Anima Sacra de Jakub Józef Orliński à Compiègne
Après un récent récital à la Salle Gaveau de Paris, le contre-ténor Jakub Józef Orliński offre sur la scène du Théâtre Impérial de Compiègne, en ouverture du Festival En Voix ! (nouveau et premier festival régional d’art lyrique et de chant choral des Hauts-de-France) un programme Alma Sacra (Âme sacrée), titre de son CD fraîchement paru avec des œuvres sacrées de Heinichen, Vivaldi, Fago, mais aussi Zelenka et Hasse, invitant les auditeurs à « quelque chose de céleste, quelque chose qui n’est pas de ce monde » pour reprendre les dires de l’interprète.
Le charme opère dès l’introduction tout en délicatesse de l’Alma Redemptoris mater d’Heinichen où l’orchestre Il Pomo d’Oro cultive la finesse du son avant que le chanteur n’ébauche un léger motif a cappella, douce volute sonore. La limpidité du discours s'orne de vocalises et s'appuie sur de longues lignes legato déployées avec aisance. Le contre-ténor respire son propos (l’italien comme le latin authentiques à l’écoute), et l’articule en faisant fi des exigences techniques. Les trilles de fin de phrase sont élégamment menés, les gammes filées en un souffle, les tenues justes au crescendo progressif, tandis que les nombreux sauts de larges intervalles, mobilisant des registres de voix différents (des médiums poitrinés à des aigus désincarnés), s’inscrivent dans un phrasé qui préserve son sang froid.

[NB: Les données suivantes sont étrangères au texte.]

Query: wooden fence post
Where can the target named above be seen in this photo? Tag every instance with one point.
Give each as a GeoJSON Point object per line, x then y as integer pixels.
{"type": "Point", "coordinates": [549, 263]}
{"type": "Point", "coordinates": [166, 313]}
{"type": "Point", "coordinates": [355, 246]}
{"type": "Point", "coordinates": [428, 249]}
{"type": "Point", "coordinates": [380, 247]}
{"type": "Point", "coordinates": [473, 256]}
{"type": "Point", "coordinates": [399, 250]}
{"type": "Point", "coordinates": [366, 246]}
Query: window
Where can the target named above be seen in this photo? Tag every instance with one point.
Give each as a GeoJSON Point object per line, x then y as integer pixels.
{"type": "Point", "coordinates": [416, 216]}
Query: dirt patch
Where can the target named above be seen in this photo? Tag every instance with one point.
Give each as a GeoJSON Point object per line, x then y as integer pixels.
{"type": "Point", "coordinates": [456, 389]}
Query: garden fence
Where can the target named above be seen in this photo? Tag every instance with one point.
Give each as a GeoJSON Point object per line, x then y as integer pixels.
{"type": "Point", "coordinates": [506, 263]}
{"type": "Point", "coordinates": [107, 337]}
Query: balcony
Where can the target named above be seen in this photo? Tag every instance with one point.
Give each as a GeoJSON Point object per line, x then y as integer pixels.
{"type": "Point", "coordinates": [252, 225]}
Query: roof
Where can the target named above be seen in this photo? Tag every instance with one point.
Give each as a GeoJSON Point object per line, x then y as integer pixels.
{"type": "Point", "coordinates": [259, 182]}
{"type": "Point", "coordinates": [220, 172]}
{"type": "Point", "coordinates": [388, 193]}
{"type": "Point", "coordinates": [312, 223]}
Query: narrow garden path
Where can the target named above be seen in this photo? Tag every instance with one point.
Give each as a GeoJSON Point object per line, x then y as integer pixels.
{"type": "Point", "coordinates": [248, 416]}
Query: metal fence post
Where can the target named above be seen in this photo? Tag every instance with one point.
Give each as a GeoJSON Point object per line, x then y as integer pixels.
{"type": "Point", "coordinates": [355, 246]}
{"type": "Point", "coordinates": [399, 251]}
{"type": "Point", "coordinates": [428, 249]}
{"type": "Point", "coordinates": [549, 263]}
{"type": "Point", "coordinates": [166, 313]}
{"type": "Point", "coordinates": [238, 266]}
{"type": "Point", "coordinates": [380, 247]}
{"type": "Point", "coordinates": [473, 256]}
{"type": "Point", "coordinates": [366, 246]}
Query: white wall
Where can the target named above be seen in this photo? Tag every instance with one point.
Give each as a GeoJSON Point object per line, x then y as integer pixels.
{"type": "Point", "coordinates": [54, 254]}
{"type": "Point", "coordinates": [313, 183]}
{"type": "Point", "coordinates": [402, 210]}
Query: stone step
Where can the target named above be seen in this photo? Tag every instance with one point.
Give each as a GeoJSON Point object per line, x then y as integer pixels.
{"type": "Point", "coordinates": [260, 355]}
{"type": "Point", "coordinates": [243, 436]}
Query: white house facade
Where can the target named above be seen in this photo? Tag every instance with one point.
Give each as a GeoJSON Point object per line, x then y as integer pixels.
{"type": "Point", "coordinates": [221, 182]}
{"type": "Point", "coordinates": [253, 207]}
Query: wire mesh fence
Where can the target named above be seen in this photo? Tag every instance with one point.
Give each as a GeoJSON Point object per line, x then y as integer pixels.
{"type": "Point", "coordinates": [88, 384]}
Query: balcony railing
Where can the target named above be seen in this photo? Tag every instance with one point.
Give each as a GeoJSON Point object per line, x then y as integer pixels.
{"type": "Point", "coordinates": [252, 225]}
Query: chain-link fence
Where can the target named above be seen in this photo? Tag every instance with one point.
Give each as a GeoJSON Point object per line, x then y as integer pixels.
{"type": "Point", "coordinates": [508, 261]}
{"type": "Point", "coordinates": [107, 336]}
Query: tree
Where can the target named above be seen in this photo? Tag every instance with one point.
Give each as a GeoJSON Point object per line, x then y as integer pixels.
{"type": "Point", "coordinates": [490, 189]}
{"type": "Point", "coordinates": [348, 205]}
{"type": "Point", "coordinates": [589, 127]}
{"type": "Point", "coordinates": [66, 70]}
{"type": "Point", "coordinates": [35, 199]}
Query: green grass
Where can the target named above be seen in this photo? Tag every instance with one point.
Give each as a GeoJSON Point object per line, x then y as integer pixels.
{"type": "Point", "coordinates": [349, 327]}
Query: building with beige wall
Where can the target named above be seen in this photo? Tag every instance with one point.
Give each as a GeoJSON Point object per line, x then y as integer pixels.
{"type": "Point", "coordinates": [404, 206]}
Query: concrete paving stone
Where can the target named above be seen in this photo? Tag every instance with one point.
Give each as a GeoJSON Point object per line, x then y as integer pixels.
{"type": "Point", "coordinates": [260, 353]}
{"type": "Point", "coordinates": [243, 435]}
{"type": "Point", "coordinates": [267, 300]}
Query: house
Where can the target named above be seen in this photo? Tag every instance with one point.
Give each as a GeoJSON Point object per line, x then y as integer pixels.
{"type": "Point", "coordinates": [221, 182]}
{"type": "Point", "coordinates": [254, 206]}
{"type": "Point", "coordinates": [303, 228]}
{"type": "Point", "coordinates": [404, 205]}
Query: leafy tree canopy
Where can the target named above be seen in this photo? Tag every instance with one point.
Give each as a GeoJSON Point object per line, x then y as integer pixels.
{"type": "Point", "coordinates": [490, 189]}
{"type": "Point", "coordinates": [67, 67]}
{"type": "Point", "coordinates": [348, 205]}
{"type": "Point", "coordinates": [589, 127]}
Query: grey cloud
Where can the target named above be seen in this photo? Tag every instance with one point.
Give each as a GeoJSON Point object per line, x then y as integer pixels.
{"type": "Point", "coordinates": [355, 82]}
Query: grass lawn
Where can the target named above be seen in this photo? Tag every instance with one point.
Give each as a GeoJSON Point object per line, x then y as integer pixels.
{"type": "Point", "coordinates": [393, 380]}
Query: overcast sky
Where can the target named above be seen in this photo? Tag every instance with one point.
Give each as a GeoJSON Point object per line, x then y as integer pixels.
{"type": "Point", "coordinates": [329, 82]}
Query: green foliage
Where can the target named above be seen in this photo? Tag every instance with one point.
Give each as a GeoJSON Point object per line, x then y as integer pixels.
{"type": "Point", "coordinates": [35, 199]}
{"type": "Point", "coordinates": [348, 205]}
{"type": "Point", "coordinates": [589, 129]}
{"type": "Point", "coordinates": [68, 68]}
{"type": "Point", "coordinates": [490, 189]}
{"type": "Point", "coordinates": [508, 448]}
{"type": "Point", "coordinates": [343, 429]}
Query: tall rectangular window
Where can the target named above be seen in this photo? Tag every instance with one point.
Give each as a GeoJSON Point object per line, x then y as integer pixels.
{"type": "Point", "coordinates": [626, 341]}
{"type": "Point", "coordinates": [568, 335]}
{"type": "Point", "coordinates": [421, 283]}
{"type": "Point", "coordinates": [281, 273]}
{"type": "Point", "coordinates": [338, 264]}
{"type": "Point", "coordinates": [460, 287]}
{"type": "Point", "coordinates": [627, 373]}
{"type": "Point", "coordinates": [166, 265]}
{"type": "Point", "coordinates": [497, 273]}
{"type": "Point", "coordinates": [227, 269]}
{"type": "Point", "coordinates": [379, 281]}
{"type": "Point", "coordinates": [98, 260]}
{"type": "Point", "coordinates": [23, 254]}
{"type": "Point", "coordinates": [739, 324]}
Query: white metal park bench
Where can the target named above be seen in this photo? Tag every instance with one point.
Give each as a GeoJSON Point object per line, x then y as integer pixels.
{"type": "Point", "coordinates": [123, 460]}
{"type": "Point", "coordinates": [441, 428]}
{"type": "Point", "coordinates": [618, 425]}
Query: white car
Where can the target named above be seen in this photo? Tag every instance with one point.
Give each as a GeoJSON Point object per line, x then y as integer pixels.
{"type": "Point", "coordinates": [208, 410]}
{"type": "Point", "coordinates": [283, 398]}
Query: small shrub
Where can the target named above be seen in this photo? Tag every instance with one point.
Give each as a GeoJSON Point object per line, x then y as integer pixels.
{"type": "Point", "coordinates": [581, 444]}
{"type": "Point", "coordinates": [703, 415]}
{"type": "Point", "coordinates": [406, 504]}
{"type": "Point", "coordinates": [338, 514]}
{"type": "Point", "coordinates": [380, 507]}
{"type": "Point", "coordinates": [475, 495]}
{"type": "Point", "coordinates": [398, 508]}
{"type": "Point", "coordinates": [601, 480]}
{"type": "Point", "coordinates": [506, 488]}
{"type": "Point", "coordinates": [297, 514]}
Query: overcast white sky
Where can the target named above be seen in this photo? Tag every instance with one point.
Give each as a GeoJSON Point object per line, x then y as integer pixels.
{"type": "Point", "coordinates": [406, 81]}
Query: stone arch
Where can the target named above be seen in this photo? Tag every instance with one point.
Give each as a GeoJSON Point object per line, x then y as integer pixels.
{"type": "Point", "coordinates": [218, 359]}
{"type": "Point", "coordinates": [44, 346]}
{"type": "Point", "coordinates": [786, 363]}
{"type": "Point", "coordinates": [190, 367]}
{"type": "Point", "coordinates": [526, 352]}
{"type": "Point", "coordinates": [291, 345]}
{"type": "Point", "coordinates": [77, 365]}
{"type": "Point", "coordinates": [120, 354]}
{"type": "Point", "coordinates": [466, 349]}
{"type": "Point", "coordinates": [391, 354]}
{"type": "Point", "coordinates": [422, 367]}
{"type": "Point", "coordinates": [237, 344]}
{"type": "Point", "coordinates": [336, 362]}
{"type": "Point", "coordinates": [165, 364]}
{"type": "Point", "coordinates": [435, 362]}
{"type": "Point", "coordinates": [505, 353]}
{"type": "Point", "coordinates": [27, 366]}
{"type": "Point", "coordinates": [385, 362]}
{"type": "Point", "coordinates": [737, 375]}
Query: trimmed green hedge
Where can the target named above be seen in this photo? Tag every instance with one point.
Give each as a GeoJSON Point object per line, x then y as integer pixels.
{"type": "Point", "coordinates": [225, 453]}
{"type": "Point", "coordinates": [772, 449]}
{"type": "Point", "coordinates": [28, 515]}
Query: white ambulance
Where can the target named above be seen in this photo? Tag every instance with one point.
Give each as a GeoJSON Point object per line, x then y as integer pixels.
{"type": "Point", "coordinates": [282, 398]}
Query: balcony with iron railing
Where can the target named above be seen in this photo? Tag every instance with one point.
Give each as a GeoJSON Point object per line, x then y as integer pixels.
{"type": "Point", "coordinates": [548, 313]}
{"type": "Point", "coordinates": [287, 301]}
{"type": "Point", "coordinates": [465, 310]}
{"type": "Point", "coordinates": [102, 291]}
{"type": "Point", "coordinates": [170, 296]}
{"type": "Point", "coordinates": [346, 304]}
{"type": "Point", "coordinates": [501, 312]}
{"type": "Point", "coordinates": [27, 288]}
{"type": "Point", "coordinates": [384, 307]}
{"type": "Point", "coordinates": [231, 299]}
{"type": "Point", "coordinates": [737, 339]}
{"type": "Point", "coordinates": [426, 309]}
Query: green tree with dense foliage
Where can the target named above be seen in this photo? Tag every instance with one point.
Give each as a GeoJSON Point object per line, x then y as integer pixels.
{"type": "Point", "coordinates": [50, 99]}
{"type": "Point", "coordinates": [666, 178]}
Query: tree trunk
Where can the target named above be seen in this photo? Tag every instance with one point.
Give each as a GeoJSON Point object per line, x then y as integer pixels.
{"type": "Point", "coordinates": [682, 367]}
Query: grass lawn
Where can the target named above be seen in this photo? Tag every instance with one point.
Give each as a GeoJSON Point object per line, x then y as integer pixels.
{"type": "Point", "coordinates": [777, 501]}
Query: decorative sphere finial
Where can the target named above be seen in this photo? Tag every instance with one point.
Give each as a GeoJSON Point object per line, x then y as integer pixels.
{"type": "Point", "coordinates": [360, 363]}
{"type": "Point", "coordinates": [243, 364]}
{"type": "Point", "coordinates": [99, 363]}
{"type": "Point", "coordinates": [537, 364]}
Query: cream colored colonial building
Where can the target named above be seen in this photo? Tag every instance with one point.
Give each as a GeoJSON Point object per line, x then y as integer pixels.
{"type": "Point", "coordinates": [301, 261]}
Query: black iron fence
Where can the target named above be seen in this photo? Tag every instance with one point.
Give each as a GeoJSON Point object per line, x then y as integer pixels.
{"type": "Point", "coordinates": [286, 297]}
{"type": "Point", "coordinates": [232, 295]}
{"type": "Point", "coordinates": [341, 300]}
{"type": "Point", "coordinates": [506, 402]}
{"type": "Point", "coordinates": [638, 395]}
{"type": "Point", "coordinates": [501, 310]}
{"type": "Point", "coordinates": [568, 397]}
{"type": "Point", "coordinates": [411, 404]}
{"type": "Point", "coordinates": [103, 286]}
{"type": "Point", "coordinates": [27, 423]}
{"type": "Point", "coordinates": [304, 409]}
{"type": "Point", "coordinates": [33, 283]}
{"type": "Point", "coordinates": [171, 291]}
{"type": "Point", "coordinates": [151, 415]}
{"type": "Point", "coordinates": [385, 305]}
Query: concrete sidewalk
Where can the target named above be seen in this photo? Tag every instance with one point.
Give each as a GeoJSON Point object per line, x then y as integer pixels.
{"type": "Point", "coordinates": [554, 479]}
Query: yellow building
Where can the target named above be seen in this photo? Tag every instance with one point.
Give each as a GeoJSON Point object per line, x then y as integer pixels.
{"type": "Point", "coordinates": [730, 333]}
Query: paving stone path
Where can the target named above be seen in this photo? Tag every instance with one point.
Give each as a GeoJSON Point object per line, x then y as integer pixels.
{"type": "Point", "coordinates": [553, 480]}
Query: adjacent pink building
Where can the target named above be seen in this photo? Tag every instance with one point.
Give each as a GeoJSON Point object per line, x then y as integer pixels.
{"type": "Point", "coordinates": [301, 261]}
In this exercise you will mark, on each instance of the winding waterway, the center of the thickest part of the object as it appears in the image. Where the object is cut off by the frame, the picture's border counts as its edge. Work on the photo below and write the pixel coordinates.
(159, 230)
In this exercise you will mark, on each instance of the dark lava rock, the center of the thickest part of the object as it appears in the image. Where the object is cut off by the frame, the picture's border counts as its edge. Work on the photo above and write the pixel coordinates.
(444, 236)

La technique se montre ainsi solide, et s’articule avec un timbre à la fraîcheur adolescente. D’une clarté suave dans les aigus comme dans le registre plus grave, la voix se déploie avec agilité et peint avec délicatesse aussi bien la sérénité planante des pièces aux tempi retenus que l’agitation (parfois timide) dans les parties plus rapides (le Nisi Dominus de Vivaldi). Le répertoire convoqué appelant beaucoup de corps dans la voix, celle-ci montre malgré tout ses limites, que ce soit en puissance comme en intensité. Juvénile et très expressive, elle demeure dans une légèreté de corps qui s’incarne dans de rarissimes fortissimi lorsque l’accompagnement et la partition l’appellent, mais aussi en un manque de caractère dans la voix qui adoucit certaines parties le requérant (l’ « Alleluja » final et ses myriades de vocalises dans le Tam non splendet sol creatus de Fago). L’ensemble pourrait ainsi gagner en amplitude, malgré de très belles pages (un serein Dum infans iam dormit avec des lignes mélodiques gracieuses).
Le contre-ténor est soutenu par l’orgue de Francesco Corti et l’effectif modéré d'Il Pomo d’Oro dont les mille nuances portent le chanteur, depuis les pianissimi presque imperceptibles jusqu'à des fortissimi fort timbrés. Le son est bien ciselé (les interprètes étant chacun de brillants techniciens de leur instrument), avec un équilibre sensible et juste entre voix solistes et continuo, parfois trop serré dans les parties allantes marquées par des silences bruts, mais offrant une large palette expressive avec un jeu très investi. En soliste, ils proposent l’Allegro de la Sinfonia en la mineur de Zelenka débordant d’énergie, les archets du continuo claqués sur les cordes tandis que violon et hautbois exécutent avec brio les lignes tortueuses.
Face aux applaudissements synchronisés du public, le chanteur, visage radieux, montre quelques pas de break dance avant d’offrir trois bis, l’Alla gente a Dio diletta où il escalade les marches harmoniques en un legato soigné, un passage du Nisi Dominus de Vivaldi avant de revenir sur scène sans partition pour délivrer l’éternel Vedrò con mio diletto de Vivaldi. Vraisemblablement détendu par les applaudissements, Orliński s’adonne entier à cet air avec une personnalité plus affirmée qu’auparavant, le chanteur s’appropriant le matériau de l’œuvre pour en exprimer toute la tension et la communiquer auprès du public.